KRONENFELD It’s also about competencies and how people behave. They don’t have life skills that will help them get job and succeed at the job. They don’t necessarily have the confidence they need, the public speaking skills, know how to talk effectively to their manager, or have skills like product management, financial literacy, how to invest or budget the money that they do make. These are all important skills not only for a job but for a young person’s whole career.
BISGAARD-CHURCH While both IYF and EFE-Morocco work on such life skills, it is important to note a difference in the youth they target. While they cover the same age span, IYF focuses more so on those youth that do not have higher education, and are often dropouts of middle school, in their program Emploi-Habilité. EFE, on the other hand, focuses mostly on university graduates.
Kronenfeld emphasizes that IYF is conscious of the other unemployment efforts in Morocco, calling EFE a sister organization.
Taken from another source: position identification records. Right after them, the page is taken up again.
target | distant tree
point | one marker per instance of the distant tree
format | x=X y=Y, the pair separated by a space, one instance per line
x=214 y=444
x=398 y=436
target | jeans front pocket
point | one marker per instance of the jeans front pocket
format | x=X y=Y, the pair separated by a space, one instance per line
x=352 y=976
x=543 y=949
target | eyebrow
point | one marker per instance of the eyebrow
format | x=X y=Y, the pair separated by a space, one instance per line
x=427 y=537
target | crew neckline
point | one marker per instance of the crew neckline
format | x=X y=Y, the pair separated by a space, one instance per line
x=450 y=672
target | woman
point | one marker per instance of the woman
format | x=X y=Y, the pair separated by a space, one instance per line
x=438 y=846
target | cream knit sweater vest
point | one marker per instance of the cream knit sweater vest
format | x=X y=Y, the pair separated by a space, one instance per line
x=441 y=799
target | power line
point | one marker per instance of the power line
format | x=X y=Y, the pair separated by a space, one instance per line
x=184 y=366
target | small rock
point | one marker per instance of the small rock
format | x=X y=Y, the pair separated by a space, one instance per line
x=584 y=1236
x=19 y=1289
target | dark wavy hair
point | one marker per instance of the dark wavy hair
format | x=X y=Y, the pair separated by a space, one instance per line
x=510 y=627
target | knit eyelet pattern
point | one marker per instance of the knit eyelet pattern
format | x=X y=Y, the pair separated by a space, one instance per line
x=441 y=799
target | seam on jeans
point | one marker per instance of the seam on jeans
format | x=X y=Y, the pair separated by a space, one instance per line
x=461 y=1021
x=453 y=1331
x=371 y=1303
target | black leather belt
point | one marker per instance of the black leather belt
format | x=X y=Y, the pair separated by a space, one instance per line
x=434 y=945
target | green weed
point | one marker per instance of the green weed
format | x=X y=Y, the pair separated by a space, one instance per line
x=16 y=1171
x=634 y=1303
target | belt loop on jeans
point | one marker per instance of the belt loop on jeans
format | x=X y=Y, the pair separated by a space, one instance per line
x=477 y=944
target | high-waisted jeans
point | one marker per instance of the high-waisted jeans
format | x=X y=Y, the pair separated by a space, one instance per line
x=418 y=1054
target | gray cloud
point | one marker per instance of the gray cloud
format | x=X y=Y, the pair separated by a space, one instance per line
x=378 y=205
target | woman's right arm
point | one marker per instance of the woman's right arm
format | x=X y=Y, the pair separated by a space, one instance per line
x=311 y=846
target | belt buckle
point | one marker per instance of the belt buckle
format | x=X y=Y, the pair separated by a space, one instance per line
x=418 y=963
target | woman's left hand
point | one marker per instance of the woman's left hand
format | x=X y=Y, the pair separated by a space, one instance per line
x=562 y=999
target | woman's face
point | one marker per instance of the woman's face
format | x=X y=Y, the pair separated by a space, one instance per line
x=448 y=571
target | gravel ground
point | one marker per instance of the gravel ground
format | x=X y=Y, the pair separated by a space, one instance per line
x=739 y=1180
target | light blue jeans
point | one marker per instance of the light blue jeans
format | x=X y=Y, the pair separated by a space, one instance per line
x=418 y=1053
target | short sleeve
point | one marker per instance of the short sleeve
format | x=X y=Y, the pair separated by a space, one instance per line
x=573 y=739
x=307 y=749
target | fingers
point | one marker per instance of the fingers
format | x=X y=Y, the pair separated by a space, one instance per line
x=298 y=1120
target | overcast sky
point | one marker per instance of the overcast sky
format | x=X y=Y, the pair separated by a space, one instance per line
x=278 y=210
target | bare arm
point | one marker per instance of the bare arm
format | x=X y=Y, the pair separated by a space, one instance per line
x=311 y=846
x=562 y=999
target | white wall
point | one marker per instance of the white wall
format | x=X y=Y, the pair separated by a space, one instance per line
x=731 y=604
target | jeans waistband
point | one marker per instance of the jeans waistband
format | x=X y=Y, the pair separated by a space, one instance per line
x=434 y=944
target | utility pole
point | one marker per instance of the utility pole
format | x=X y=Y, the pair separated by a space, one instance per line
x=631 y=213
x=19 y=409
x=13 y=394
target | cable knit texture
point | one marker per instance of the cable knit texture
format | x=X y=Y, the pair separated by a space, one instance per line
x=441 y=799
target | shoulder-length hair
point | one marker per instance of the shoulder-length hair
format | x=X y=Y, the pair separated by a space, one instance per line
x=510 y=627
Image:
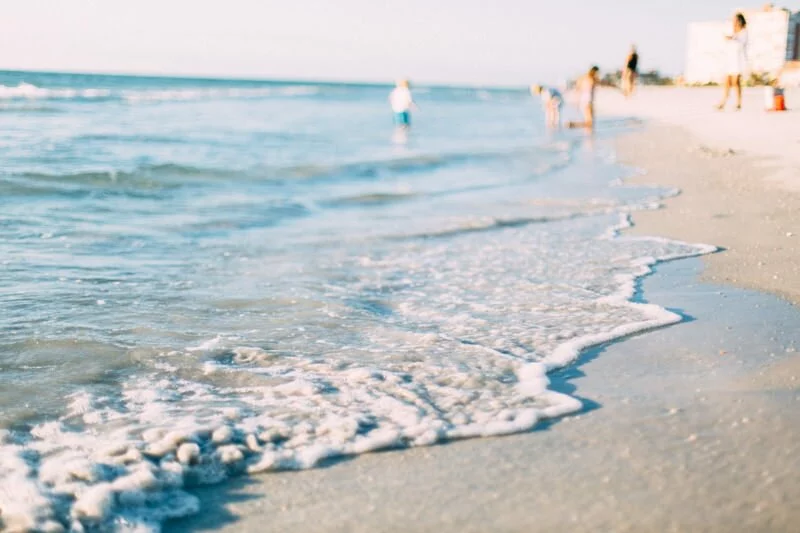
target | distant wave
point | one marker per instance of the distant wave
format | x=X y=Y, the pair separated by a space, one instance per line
x=149 y=178
x=27 y=91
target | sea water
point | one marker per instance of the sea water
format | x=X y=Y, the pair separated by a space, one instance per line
x=205 y=278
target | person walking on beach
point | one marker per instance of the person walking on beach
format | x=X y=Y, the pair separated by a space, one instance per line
x=736 y=59
x=552 y=101
x=630 y=73
x=586 y=86
x=402 y=102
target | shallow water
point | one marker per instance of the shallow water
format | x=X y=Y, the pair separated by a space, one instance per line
x=208 y=278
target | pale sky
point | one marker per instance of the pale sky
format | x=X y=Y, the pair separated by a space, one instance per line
x=491 y=42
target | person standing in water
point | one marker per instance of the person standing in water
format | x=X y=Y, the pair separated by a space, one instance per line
x=630 y=73
x=586 y=86
x=402 y=102
x=552 y=101
x=736 y=58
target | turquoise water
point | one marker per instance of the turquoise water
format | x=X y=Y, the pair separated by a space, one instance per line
x=206 y=278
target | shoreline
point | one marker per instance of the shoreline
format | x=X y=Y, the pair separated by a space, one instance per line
x=696 y=435
x=747 y=203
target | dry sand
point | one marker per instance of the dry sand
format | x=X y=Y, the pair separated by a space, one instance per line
x=690 y=428
x=740 y=177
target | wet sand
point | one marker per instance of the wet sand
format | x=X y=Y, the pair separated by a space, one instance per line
x=689 y=428
x=739 y=174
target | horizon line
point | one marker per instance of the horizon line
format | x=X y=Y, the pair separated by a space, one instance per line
x=256 y=79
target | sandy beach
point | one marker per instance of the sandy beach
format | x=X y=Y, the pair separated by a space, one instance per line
x=739 y=173
x=688 y=428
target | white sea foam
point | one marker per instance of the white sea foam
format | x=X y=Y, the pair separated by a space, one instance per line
x=27 y=91
x=476 y=323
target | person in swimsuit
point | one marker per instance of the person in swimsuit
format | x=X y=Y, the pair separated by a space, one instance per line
x=630 y=73
x=736 y=61
x=586 y=86
x=402 y=102
x=552 y=101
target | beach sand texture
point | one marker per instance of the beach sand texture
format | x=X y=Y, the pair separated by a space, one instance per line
x=689 y=428
x=740 y=177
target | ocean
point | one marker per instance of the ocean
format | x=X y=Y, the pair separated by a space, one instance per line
x=204 y=279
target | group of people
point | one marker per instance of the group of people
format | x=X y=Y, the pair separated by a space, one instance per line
x=585 y=86
x=402 y=101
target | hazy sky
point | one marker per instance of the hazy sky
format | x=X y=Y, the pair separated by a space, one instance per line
x=456 y=41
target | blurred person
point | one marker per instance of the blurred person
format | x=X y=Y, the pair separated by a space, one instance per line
x=736 y=60
x=402 y=102
x=552 y=101
x=586 y=86
x=630 y=73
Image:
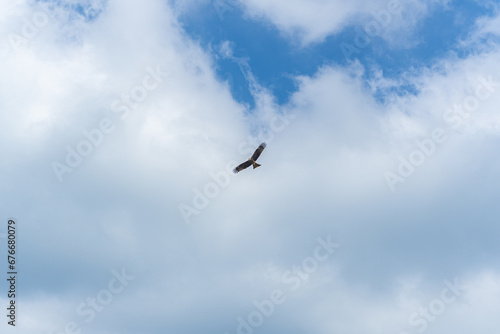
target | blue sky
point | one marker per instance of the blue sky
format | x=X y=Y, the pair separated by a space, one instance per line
x=374 y=210
x=275 y=60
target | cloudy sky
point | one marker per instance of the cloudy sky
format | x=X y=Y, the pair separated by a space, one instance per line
x=375 y=209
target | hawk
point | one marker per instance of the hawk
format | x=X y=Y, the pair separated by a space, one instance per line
x=251 y=160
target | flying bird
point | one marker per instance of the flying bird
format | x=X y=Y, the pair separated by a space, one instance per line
x=252 y=160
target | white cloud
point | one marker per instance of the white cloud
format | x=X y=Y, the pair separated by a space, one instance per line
x=322 y=174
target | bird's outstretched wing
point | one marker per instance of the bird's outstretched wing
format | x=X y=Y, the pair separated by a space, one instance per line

Awareness of and engagement with the actors in the country is a larger value both organizations hold very important. Kronenfeld describes IYF’s take.

KRONENFELD It’s not our intention to come in, affect some changes and leave. We actually are interested in the sustainability of the work we do […] Our model is about working with local implementers and NGOs and it’s all about building their capacity to lead effective training.

BISGAARD-CHURCH One way IYF does this is through training “master trainers”, as with their recent program in which they instruct middle school teachers in the public education system about life skills, which the teachers then impart to their pupils. IYF also works with public sector training institutes to become master trainers.

Meanwhile, EFE-Morocco has developed two new programs working with students with university degrees–one linking university graduates with mentors experienced in a certain field and the other for coaching graduates who have taken EFE courses to be able to use their newfound skills and opportunities. Both IYF and EFE’s programs in Morocco have seen tangible results, as the number of youth trained in their programs and then employed have boomed.

Not only are trained youth gaining jobs, but both organizations emphasized that they are becoming examples for those around them, leading to truly sustainable change. Such an impact is of the utmost importance, says Bakry.

BAKRY They can engage in their society, they can engage in associative activity, they show others, they become a model in their neighborhoods, in their community that people can see, can share their success with others, can be a model for others.

As groups like Education for Employment and the International Youth Foundation work to create sustainable change among young people, the youth bulge in Morocco may in fact lend itself to greater growth and development for the country.

BISGAARD-CHURCH For War News Radio, I’m Elliana Bisgaard-Church.